Thompson’s use of a stained glass style links fragility to the notion of the fractured body. The Cinderella tale is one that is mutliplistic, with multiple pieces pulled together to form a narrative.

Thompson portrays Cinderella by herself on the shoe, which is significant since many images of the glass slipper tend to either show the prince picking up her lost shoe or putting the shoe onto her. This image focuses on Cinderella as complete in herself rather than an extension of her prince’s narrative.


“Cinderella” by Alexandra Dawe


Alexandra Dawe’s “Cinderella” accentuates the connection between the Cinderella narrative and time, portraying the clock just passing midnight and Cinderella on the ground in a look of despair. This is a Cinderella who believes that she has missed her opportunity, that this, like so many of her potentials in life, has gotten away from her.

Dawe illustrates Cinderella in rags and surrounded by other images of her poverty that were also figures transformed by her fairy godmother into representations of royalty – her rats and her pumpkin.

Yet, leaning up against her pumpkin is her glass slipper, connecting the wealth that could have been to what she believes her circumstances are now. Only one shoe is illustrated here, likely showing that this is the matching shoe to the one left on the stairs down from the palace. The slipper has become a reminder of what she believes she has lost.
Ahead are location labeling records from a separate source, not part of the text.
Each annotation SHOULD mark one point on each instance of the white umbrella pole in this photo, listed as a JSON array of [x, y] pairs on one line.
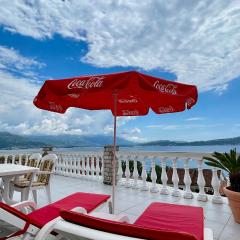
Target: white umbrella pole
[[114, 154]]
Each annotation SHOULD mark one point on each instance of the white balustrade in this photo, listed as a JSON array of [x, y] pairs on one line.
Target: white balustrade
[[89, 165], [175, 179], [5, 159], [187, 180], [164, 178], [98, 168], [120, 172], [127, 174], [153, 188], [144, 186], [202, 196], [135, 184], [216, 185]]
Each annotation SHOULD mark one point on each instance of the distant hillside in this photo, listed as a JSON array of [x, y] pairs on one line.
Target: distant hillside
[[224, 141], [11, 141]]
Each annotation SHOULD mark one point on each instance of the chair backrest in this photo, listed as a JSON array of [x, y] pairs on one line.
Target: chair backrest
[[124, 229], [47, 164], [33, 161]]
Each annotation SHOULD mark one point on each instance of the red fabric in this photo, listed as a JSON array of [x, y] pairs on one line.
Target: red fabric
[[16, 213], [89, 201], [179, 218], [136, 93], [124, 228]]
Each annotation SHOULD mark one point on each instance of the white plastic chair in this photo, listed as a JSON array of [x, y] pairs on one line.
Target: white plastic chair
[[40, 180]]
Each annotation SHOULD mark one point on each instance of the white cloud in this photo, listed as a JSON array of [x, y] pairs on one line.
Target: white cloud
[[11, 60], [196, 40], [19, 115], [195, 119]]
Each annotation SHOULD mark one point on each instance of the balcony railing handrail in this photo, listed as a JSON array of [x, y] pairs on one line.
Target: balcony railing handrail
[[89, 165]]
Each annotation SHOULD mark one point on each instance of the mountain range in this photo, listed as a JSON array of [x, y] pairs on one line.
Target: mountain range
[[13, 141]]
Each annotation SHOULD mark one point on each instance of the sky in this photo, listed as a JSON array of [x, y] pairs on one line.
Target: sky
[[190, 41]]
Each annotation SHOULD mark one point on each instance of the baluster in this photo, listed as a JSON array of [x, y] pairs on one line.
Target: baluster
[[97, 168], [144, 186], [75, 165], [187, 180], [62, 165], [93, 168], [120, 172], [13, 159], [101, 163], [164, 190], [80, 166], [65, 165], [20, 159], [216, 185], [88, 167], [153, 188], [175, 179], [135, 184], [202, 196], [127, 172], [5, 158], [26, 159]]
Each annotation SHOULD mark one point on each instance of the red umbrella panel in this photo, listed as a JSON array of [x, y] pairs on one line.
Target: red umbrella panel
[[136, 93], [125, 94]]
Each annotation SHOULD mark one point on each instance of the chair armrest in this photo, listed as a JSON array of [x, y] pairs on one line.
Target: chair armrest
[[25, 204], [122, 217], [43, 172], [79, 210]]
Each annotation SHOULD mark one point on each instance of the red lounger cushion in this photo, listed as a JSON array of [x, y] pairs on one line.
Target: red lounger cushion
[[125, 229], [14, 211], [179, 218], [89, 201]]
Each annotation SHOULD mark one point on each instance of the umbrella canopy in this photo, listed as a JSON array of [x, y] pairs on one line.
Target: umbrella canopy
[[136, 93], [125, 94]]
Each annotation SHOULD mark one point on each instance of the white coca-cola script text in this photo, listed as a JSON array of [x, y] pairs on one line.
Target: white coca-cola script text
[[92, 82], [166, 88]]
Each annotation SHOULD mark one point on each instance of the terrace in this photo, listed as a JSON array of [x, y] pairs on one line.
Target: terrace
[[75, 172]]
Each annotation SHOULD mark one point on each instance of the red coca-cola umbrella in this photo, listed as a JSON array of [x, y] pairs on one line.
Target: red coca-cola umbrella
[[125, 94]]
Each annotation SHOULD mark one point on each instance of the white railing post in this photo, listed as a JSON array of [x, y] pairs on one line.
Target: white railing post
[[216, 185], [175, 179], [144, 186], [164, 178], [187, 180], [202, 196], [5, 158], [20, 159], [135, 184], [127, 172], [153, 188], [120, 171], [97, 168]]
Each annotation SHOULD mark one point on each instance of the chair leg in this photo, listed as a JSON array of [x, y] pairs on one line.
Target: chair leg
[[34, 192], [48, 192], [24, 194], [11, 191]]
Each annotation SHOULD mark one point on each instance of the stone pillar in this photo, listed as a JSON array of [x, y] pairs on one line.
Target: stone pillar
[[108, 164]]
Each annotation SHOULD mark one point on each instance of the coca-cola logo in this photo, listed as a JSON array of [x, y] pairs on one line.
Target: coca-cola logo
[[92, 82], [130, 112], [190, 101], [55, 107], [166, 88], [133, 100], [74, 95], [165, 109]]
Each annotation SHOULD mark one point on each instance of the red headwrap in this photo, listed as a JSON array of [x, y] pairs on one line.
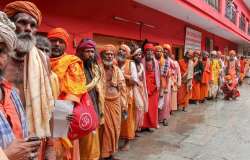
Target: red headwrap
[[232, 53], [59, 33], [108, 47], [228, 77], [86, 43], [168, 47], [30, 8], [126, 48], [149, 46]]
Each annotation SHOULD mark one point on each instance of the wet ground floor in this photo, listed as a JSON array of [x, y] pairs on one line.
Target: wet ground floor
[[215, 130]]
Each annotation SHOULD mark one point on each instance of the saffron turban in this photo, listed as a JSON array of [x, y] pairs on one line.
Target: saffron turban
[[59, 33], [149, 46], [108, 47], [168, 47], [228, 77], [158, 48], [86, 43], [232, 53], [30, 8], [136, 52], [197, 52], [126, 48], [219, 53], [7, 32], [213, 53]]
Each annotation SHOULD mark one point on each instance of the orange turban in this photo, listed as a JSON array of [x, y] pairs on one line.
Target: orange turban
[[149, 46], [159, 48], [168, 47], [30, 8], [59, 33], [228, 77], [232, 53], [126, 48], [108, 47]]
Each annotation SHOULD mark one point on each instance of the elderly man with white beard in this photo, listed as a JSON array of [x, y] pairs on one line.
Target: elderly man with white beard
[[28, 68]]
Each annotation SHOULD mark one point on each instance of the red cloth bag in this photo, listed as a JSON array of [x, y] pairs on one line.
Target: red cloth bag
[[85, 119]]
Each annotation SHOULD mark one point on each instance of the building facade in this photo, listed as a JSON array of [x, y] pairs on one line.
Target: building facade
[[209, 24]]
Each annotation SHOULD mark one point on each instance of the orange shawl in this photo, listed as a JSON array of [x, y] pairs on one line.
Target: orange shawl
[[69, 69]]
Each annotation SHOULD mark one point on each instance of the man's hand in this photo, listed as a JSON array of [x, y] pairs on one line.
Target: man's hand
[[22, 150]]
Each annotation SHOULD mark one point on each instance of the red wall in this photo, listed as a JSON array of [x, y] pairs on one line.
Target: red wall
[[82, 19], [203, 9]]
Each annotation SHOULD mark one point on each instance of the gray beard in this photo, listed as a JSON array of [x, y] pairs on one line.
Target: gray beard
[[107, 63], [25, 43]]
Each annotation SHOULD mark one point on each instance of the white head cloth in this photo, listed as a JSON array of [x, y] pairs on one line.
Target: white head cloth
[[7, 32]]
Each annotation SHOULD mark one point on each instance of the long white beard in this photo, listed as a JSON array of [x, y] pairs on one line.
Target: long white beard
[[107, 63], [25, 44]]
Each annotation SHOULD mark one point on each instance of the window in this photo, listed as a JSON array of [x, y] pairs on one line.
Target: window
[[213, 3], [231, 10], [242, 22], [248, 29]]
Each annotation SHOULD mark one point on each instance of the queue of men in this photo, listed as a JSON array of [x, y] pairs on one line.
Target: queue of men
[[132, 89]]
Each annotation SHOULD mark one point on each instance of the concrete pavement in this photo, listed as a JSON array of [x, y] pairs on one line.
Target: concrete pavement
[[211, 131]]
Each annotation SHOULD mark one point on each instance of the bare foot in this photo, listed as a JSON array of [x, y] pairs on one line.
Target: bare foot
[[125, 147]]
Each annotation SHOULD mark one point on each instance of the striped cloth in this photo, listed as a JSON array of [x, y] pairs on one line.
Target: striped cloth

The gears and works of the clock contrast nicely with the image of fairy tale magic, bringing magic and machine together in a way that paints this tale as one about the mechanics of human interactions.
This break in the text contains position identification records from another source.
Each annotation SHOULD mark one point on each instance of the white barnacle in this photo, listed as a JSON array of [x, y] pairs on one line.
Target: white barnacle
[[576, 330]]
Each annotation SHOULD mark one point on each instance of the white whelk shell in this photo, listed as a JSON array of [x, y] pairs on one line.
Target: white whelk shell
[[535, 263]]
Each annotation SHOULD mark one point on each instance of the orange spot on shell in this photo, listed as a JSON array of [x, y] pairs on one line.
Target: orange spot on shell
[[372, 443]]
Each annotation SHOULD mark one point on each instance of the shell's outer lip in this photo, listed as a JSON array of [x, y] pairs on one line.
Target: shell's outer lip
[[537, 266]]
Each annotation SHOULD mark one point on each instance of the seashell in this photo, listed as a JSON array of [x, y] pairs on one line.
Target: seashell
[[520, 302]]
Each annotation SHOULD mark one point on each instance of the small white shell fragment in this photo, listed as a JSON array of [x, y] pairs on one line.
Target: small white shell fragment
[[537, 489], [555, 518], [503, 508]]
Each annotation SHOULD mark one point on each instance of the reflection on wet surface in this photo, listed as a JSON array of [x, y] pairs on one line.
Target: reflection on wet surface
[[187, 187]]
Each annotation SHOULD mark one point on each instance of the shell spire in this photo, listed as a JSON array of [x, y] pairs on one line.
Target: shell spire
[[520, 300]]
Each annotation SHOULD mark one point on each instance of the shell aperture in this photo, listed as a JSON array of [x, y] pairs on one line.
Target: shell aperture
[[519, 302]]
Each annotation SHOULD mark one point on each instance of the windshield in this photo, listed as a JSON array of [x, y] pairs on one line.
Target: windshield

“Cinderella at Midnight” by Jasmine Beckett-Griffith (jasminetoad on DeviantArt)


Jasmine Beckett-Griffith portrays Cinderella in wide eyed doll-like innocence. This Cinderella is associated with time like Alexandra Dawe’s figure, but her pocket watch has just struck midnight and she is portrayed still on the stairs with her glass slipper behind her.

Both Cinderella and her rats are portrayed in the act of transforming. Cinderella has her peasant clothes on with patches sewn into them, but she still has an expensive pocket watch and her hair is still done up in aristocratic style. Her mice are similarly transforming with some of them still in a state of shimmering brilliance behind her and those on her lap fully in their rat form. The centrality of the clock in this image is illustrated by the drifts of glittering dust falling from it onto the pumpkin, rats, and shoes, connecting this dust to the residual magic of her transformation. Beckett-Griffith seems to make the watch the agent of change, highlighting the role of time in this narrative. The use of dust in the image also conveys a sense of the connection between magic and time since it is the literal settling of the dust here that denotes that her time has passed.
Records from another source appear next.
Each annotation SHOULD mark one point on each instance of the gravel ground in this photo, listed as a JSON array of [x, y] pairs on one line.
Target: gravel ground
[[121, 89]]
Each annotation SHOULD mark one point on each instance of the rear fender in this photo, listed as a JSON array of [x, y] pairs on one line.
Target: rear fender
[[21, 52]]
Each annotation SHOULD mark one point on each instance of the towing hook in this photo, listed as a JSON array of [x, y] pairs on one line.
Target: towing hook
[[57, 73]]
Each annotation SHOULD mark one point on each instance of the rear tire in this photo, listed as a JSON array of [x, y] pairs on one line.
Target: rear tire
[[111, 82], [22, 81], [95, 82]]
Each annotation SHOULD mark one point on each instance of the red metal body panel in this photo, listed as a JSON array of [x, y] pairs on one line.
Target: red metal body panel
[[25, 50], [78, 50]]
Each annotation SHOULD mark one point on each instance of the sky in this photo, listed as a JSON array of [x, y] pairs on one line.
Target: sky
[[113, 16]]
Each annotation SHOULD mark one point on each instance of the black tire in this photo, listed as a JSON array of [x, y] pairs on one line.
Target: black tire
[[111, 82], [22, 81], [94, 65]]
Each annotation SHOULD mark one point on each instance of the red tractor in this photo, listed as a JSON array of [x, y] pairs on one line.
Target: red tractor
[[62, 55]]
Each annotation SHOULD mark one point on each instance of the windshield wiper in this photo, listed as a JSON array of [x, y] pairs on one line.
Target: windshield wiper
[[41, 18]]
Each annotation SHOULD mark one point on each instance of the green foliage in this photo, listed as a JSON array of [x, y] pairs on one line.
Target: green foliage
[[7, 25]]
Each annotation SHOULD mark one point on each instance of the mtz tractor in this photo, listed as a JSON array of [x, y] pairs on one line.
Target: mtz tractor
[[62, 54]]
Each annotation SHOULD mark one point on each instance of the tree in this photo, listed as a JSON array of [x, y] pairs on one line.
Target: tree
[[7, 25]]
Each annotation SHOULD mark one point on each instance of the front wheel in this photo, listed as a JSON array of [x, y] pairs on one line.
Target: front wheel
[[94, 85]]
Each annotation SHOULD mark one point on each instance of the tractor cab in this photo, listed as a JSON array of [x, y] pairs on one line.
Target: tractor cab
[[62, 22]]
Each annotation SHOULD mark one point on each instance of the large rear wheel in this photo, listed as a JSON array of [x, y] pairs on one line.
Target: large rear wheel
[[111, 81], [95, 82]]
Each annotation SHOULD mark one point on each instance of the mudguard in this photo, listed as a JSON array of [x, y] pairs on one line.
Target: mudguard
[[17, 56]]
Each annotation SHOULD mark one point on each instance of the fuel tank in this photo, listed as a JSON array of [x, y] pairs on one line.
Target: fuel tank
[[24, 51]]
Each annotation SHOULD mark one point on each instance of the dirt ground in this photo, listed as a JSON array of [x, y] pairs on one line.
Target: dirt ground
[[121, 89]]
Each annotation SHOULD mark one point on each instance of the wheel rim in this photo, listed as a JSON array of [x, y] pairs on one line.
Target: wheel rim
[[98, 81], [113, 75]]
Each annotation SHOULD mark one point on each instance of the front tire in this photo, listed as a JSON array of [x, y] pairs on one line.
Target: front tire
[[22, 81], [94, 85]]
“Disney Elementals Cinderella” by Joel DeQue (CeruleanRaven on DeviantArt)


Joel DeQue connects the Cinderella tale to the moon, exploring the power of the night as a place for transformations. This is especially significant for Cinderella’s connection to the ball, where she experiences her transformation over the course of an evening.

DeQue only shows one shoe peaking out of the bottom of Cinderella’s dress, which has taken on the form of a constellation in the night sky. Her glass slipper mirrors the glass bobble hanging down from the horn of the moon above Cinderella’s head. By connecting moon and slipper, DeQue highlights the transformative power of both – the moon changes over the course of the month as it goes through moon phases and the slipper changes Cinderella over the course of the evening from maid to princess to maid again and it will eventually reunite her with her princess identity when she is reunited with her lost shoe.